Boy that concrete looks dark. Whats that funny white stuff your using over it floormasta? What did you use for moisture?


----------



## Floormasta78

Ernesto,, the flooring had vct tile before , an abatement company removed it because it had asbestos. I used a moisture cure polyurethane adhesive to glue the plywood and then nailed it.. That was my moisture barrier..


----------



## ernesto

Floormasta78 said:


> Ernesto,, the flooring had vct tile before , an abatement company removed it because it had asbestos. I used a moisture cure polyurethane adhesive to glue the plywood and then nailed it.. That was my moisture barrier..

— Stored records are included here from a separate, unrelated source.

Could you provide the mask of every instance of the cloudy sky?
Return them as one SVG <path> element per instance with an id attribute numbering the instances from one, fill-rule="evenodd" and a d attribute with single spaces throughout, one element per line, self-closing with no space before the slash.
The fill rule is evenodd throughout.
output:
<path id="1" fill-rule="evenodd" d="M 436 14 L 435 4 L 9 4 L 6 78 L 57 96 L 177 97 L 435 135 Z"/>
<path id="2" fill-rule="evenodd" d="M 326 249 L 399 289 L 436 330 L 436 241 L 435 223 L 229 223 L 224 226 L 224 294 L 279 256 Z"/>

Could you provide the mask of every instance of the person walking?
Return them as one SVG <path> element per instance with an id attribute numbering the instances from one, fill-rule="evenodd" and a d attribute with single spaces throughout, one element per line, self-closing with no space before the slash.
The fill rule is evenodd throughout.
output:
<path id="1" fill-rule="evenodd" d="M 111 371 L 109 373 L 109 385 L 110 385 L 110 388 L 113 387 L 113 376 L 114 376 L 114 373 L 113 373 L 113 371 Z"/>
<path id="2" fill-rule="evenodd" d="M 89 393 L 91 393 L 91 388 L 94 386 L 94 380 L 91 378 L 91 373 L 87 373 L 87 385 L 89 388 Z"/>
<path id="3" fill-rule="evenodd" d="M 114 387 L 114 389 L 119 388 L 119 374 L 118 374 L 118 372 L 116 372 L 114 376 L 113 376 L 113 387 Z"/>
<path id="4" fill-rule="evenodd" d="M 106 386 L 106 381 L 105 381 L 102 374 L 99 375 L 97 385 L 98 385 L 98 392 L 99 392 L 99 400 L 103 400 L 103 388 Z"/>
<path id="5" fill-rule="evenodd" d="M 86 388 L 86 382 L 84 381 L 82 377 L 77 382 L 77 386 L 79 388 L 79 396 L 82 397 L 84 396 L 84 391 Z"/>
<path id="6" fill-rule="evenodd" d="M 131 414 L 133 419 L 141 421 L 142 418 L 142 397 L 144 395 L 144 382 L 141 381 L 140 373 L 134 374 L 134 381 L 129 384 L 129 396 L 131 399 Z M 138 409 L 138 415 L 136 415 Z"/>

Do you mind if I use your picture for an article Mista Masta?:smile:


----------



## Floormasta78

Of course not..


----------



## Tech Dawg

What kind of article


----------



## ernesto

Tech Dawg said:


> What kind of article


\
Oh......... just an article about how to do plywood underlayment over concrete.


----------



## Tech Dawg

ernesto said:


> \
> Oh......... just an article about plywood over concrete.


Are you a magazine guy?


----------



## ernesto

Tech Dawg said:


> Are you a magazine guy?


 
No nothing that fancy, just a blogger kinda guy. I got talked into doing a column at floorbiz.com. Any of you guys here could do it.


----------



## Floormasta78

Send me a link ernie.. Or us a link.. [email protected]


----------



## ernesto

Floormasta78 said:


> Send me a link ernie.. Or us a link.. [email protected]


I did, just throw some duba's in front of it. I trust you'll find it.


----------